When I was at The State Fair of Texas recently, I picked up a tract that I really like. There web site has some inoperable links and the listed phone number
isn't working.
I picked up the tract because they were also using Ray Comforts million dollar bill tracts. This particular tract is based on that tract. As it was fairly extensive for a tract, I just now got around to reading it all. to my surprise, it makes an old Calvinist smile. After a nominative presentation of our guilt, Christ death and resurrection and paying for sin......on page six it says. _*"You can sum up the gospel like this: the gospel offers Christ as our shepherd. He knows His sheep. He died for them. He calls them by name and they hear him. Can you hear him calling you? So What is The next Step?
Gos actually makes the first move when He regenerates your spirit imperishably: this is a supernatural change that takes place in your heart that the Bible calls being Born Again.
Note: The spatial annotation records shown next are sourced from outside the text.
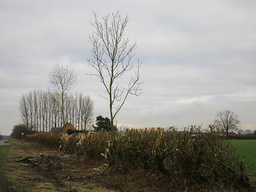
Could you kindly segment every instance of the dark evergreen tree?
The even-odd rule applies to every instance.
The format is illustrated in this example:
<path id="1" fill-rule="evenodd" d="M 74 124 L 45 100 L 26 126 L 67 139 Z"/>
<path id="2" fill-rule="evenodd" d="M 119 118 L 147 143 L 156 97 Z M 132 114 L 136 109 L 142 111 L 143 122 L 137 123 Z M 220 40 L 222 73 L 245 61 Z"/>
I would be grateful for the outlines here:
<path id="1" fill-rule="evenodd" d="M 96 117 L 96 126 L 92 124 L 95 132 L 103 130 L 106 131 L 111 131 L 111 121 L 108 117 L 106 117 L 104 118 L 101 115 L 98 116 Z M 116 126 L 114 126 L 114 128 L 115 130 L 116 130 Z"/>

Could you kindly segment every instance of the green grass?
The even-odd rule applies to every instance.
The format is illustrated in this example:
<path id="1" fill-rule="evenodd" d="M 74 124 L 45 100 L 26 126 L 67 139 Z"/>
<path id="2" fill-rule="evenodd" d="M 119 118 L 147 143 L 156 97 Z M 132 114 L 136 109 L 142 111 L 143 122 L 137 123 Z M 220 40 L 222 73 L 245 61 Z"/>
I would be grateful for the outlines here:
<path id="1" fill-rule="evenodd" d="M 234 140 L 231 142 L 236 146 L 237 154 L 239 159 L 243 160 L 243 165 L 246 165 L 256 173 L 256 140 Z M 256 180 L 256 176 L 252 171 L 246 169 L 246 172 L 250 178 Z"/>

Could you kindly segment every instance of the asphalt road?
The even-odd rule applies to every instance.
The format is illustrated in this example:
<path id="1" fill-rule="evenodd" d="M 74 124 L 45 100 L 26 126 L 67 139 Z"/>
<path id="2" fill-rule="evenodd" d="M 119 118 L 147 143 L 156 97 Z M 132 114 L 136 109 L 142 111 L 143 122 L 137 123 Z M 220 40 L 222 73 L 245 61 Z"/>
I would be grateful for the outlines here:
<path id="1" fill-rule="evenodd" d="M 4 142 L 7 140 L 8 140 L 7 139 L 7 140 L 0 140 L 0 146 L 3 146 L 4 145 L 12 145 L 11 143 L 6 143 Z"/>

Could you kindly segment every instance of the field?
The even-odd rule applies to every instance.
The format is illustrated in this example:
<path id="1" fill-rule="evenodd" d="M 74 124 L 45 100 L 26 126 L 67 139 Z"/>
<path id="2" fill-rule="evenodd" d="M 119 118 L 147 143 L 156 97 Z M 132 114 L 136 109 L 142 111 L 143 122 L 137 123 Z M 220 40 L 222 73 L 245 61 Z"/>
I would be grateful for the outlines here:
<path id="1" fill-rule="evenodd" d="M 255 141 L 232 141 L 238 145 L 238 153 L 245 152 L 245 163 L 255 154 L 252 149 L 255 149 Z M 171 184 L 168 177 L 155 169 L 130 168 L 124 170 L 118 164 L 103 166 L 102 162 L 65 155 L 37 143 L 12 140 L 7 142 L 12 145 L 0 147 L 0 192 L 190 191 Z M 245 147 L 246 146 L 247 148 Z M 250 157 L 248 154 L 251 155 Z M 44 157 L 40 165 L 21 161 L 29 156 L 36 162 L 39 161 L 42 155 Z M 242 157 L 244 155 L 240 155 Z M 47 160 L 50 163 L 47 163 Z M 247 163 L 252 162 L 251 160 Z M 251 164 L 255 167 L 255 164 Z M 204 188 L 195 191 L 234 192 L 254 190 L 226 188 L 212 190 Z"/>
<path id="2" fill-rule="evenodd" d="M 239 159 L 243 160 L 244 165 L 246 164 L 254 172 L 256 171 L 256 140 L 234 140 L 231 143 L 237 148 L 236 153 Z M 248 169 L 246 172 L 250 178 L 256 180 L 256 176 L 252 171 Z"/>

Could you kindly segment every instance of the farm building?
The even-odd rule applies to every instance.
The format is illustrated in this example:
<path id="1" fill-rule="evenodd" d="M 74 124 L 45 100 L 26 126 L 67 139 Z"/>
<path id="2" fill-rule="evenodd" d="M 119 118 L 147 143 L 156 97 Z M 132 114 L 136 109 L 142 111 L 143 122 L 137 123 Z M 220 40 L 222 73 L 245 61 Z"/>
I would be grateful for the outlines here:
<path id="1" fill-rule="evenodd" d="M 68 130 L 76 130 L 71 123 L 67 123 L 65 124 L 65 130 L 66 132 Z M 63 131 L 63 127 L 52 127 L 52 128 L 51 132 L 54 133 L 60 133 Z"/>

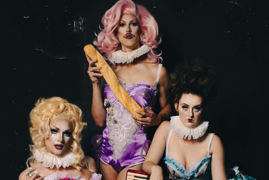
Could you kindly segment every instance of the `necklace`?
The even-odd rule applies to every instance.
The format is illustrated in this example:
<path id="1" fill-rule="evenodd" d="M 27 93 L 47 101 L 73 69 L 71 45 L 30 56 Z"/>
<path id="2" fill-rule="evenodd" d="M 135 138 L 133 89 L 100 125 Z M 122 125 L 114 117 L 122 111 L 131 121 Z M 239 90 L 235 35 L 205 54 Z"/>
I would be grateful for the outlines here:
<path id="1" fill-rule="evenodd" d="M 39 149 L 36 149 L 35 157 L 38 162 L 42 162 L 42 165 L 46 167 L 53 168 L 55 165 L 59 169 L 61 166 L 64 168 L 72 166 L 76 158 L 71 151 L 62 155 L 55 155 L 50 153 L 45 147 Z"/>
<path id="2" fill-rule="evenodd" d="M 149 46 L 146 45 L 131 52 L 123 52 L 120 49 L 112 53 L 111 59 L 116 63 L 127 63 L 128 64 L 132 62 L 135 58 L 147 52 L 150 49 Z"/>
<path id="3" fill-rule="evenodd" d="M 192 136 L 193 139 L 198 139 L 203 135 L 208 127 L 208 121 L 200 121 L 193 127 L 185 126 L 179 119 L 179 116 L 172 116 L 170 121 L 170 127 L 174 133 L 181 138 L 190 140 Z"/>

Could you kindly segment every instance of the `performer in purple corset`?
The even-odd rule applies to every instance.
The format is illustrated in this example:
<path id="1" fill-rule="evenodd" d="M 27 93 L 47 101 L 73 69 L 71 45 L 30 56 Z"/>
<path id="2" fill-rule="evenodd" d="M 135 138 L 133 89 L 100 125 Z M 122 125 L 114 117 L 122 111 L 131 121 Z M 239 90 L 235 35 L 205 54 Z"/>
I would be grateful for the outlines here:
<path id="1" fill-rule="evenodd" d="M 169 119 L 169 77 L 160 63 L 161 52 L 155 51 L 161 41 L 157 24 L 144 7 L 130 0 L 119 1 L 101 22 L 103 27 L 94 44 L 111 62 L 120 83 L 145 109 L 137 112 L 142 117 L 132 115 L 107 84 L 101 83 L 96 59 L 86 55 L 93 85 L 92 115 L 97 125 L 106 125 L 100 143 L 100 171 L 105 180 L 125 179 L 128 169 L 142 170 L 148 148 L 147 127 Z M 152 110 L 157 99 L 161 108 L 157 114 Z"/>

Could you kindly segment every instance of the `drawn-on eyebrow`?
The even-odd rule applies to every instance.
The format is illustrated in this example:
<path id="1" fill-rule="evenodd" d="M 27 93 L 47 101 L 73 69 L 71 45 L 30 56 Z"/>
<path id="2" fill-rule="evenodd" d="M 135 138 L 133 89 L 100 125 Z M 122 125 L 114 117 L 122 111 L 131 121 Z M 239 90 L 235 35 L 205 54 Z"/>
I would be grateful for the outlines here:
<path id="1" fill-rule="evenodd" d="M 133 20 L 131 20 L 130 21 L 130 23 L 132 23 L 132 22 L 133 22 L 133 21 L 135 21 L 135 21 L 136 21 L 136 19 L 134 19 Z M 124 22 L 124 23 L 126 23 L 126 21 L 124 21 L 124 20 L 120 20 L 120 21 L 123 21 L 123 22 Z"/>
<path id="2" fill-rule="evenodd" d="M 51 125 L 51 126 L 52 126 L 53 127 L 53 128 L 54 128 L 54 129 L 56 129 L 57 130 L 60 130 L 60 129 L 59 129 L 59 128 L 57 128 L 56 126 L 53 126 L 53 125 Z"/>
<path id="3" fill-rule="evenodd" d="M 57 128 L 56 126 L 53 126 L 53 125 L 51 125 L 51 126 L 53 126 L 53 128 L 54 128 L 54 129 L 56 129 L 56 130 L 58 130 L 58 131 L 59 131 L 60 130 L 60 129 L 59 129 L 59 128 Z M 71 131 L 72 130 L 72 129 L 68 129 L 67 130 L 66 130 L 66 131 L 65 131 L 64 132 L 68 132 L 69 131 Z"/>

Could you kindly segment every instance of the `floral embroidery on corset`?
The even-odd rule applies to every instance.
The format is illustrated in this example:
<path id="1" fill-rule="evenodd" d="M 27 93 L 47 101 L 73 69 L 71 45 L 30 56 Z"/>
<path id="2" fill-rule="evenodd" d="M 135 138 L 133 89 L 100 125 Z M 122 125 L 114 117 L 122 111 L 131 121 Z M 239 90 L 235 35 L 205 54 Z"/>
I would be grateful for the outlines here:
<path id="1" fill-rule="evenodd" d="M 104 105 L 105 105 L 105 107 L 106 108 L 106 115 L 107 116 L 108 120 L 109 121 L 112 121 L 113 124 L 117 124 L 118 121 L 114 116 L 115 114 L 113 112 L 113 108 L 114 107 L 115 105 L 114 104 L 111 104 L 111 99 L 112 97 L 111 96 L 109 96 L 107 98 L 105 99 Z"/>

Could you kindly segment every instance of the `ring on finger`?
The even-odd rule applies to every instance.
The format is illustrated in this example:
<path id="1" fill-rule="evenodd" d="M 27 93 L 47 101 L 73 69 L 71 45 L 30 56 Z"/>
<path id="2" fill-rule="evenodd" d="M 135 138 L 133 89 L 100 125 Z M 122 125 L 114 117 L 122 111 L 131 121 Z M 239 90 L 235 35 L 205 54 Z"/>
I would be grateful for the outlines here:
<path id="1" fill-rule="evenodd" d="M 31 178 L 32 177 L 32 176 L 33 175 L 33 174 L 31 173 L 31 172 L 29 172 L 29 173 L 27 173 L 27 176 L 28 177 Z"/>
At the time of this conversion God places within you the gift of repentance and faith.these new found gifts are activated in you by hearing the gospel. since you have just heard the gospel you may feel these gifts stirring in your heart, if so then your part in the salvation process is to..."*

 It goes on to ask you to repent, believe, and confess.[/I]

I like it! any thoughts?_


----------



## Der Pilger (Nov 6, 2009)

If I'm not mistaken, GNN shut down about two years ago or so. I'm not sure about the details surrounding that event. Not long afterward, I believe it was Ray Comfort that started the Ambassadors Alliance, apparently to replace GNN.


----------



## jason d (Nov 6, 2009)

I've gone out witnessing with them before, they are great guys.

If you want more tracts in that vain (to make a old calvinist happy)  I would suggest Evangelism Team: Evangelism Team Store They are Reformed... even got a Calvin $1,000 Dollar Bill


----------